The above plot was produced in a R session that looked like this:
$ R
R version 2.13.1 (2011-07-08)
Copyright (C) 2011 The R Foundation for Statistical Computing
ISBN 3-900051-07-0
Platform: i486-pc-linux-gnu (32-bit)
R é um software livre e vem sem GARANTIA ALGUMA.
Você pode redistribuí-lo sob certas circunstâncias.
Digite 'license()' ou 'licence()' para detalhes de distribuição.
R é um projeto colaborativo com muitos contribuidores.
Digite 'contributors()' para obter mais informações e
'citation()' para saber como citar o R ou pacotes do R em publicações.
Digite 'demo()' para demonstrações, 'help()' para o sistema on-line de ajuda,
ou 'help.start()' para abrir o sistema de ajuda em HTML no seu navegador.

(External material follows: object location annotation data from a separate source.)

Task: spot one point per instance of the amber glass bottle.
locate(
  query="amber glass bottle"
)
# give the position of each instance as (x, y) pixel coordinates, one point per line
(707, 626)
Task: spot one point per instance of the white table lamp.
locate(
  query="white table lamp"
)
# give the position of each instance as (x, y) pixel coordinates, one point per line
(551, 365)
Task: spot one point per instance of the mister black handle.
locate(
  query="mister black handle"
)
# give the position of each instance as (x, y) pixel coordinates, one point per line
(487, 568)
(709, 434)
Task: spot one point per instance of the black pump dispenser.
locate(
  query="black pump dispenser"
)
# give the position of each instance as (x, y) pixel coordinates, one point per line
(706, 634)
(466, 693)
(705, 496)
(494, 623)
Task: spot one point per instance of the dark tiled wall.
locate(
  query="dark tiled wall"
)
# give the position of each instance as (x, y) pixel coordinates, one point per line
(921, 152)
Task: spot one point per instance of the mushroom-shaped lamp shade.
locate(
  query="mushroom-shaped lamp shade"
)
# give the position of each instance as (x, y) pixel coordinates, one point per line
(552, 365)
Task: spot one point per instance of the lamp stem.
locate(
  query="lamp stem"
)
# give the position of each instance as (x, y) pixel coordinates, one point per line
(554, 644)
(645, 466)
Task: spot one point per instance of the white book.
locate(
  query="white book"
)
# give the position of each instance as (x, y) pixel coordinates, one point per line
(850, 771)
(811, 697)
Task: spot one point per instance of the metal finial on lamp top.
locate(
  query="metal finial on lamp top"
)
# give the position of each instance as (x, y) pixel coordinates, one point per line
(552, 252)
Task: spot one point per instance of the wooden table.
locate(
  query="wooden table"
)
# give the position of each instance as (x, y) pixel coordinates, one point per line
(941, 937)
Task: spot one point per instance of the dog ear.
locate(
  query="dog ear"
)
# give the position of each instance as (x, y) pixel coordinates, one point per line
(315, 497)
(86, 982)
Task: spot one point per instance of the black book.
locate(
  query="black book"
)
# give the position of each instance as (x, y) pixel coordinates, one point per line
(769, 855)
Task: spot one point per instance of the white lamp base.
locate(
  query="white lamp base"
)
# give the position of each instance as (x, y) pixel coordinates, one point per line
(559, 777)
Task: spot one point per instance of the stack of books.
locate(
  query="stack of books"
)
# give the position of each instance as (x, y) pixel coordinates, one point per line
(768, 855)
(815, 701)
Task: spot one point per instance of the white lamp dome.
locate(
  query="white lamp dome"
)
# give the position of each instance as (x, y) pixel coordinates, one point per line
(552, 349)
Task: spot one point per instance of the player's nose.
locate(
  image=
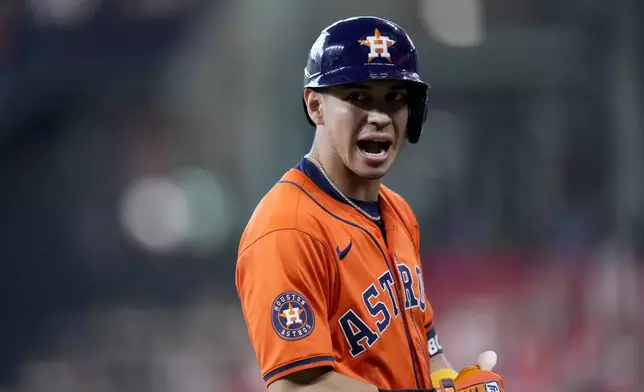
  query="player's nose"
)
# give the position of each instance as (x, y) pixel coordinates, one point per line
(379, 119)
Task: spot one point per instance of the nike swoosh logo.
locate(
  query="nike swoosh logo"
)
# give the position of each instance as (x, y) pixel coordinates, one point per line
(343, 253)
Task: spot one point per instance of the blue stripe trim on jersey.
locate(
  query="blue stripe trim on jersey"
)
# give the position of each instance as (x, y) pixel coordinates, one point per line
(295, 364)
(384, 255)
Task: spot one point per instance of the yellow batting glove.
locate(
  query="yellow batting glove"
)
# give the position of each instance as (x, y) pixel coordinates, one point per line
(443, 379)
(480, 378)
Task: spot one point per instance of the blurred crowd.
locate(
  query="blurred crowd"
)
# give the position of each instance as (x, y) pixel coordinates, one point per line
(136, 136)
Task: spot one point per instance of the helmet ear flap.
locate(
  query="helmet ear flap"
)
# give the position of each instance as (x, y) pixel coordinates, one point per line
(306, 113)
(418, 109)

Digite 'q()' para sair do R.
> png()
> data <- read.table('points.dat')
> quality <- data[[1]]
> quality
[1] 1 2 3 4 5 6 7 8 9 10 11 12 13 14 15 16 17 18
[19] 19 20 21 22 23 24 25 26 27 28 29 30 31 32 33 34 35 36
[37] 37 38 39 40 41 42 43 44 45 46 47 48 49 50 51 52 53 54
[55] 55 56 57 58 59 60 61 62 63 64 65 66 67 68 69 70 71 72
[73] 73 74 75 76 77 78 79 80 81 82 83 84 85 86 87 88 89 90
[91] 91 92 93 94 95 96 97 98 99 100
> filesize <- data[[2]]
> filesize
[1] 20380 20383 20634 21106 21551 22012 22469 22878 23323 23715
[11] 24103 24494 24952 25327 25725 26127 26507 26886 27216 27550
[21] 27917 28288 28627 28945 29271 29583 29919 30280 30516 30813
[31] 31099 31367 31679 31873 32232 32538 32704 33072 33324 33443
[41] 33860 34055 34253 34633 34804 35074 35216 35491 35871 35935
[51] 36030 36443 36743 36898 37120 37382 37726 38077 38307 38581
[61] 39002 39270 39700 39962 40388 40762 41086 41629 42062 42544
[71] 43048 43392 44062 44824 45023 45682 46532 47347 47833 48701
[81] 49612 50423 51694 52637 53635 55243 56340 58304 59709 62162
[91] 64207 66273 70073 74617 79917 86745 94950 105680 128158 145937
> plot(quality, filesize, xlab = 'JPEG Quality', ylab = 'File size')
>
Save workspace image? [y/n/c]: y
Looking at the actual generated thumbnails, somewhere after quality > 60 I stopped noticing the difference between increasing quality factors. Settling with a default quality of 75 seems to be good enough: the resulting static HTML album generated from a folder with 82 pictures dropped from 12MB with the default ImageMagick quality factor to 6MB with quality 75, with very little perceivable image quality loss.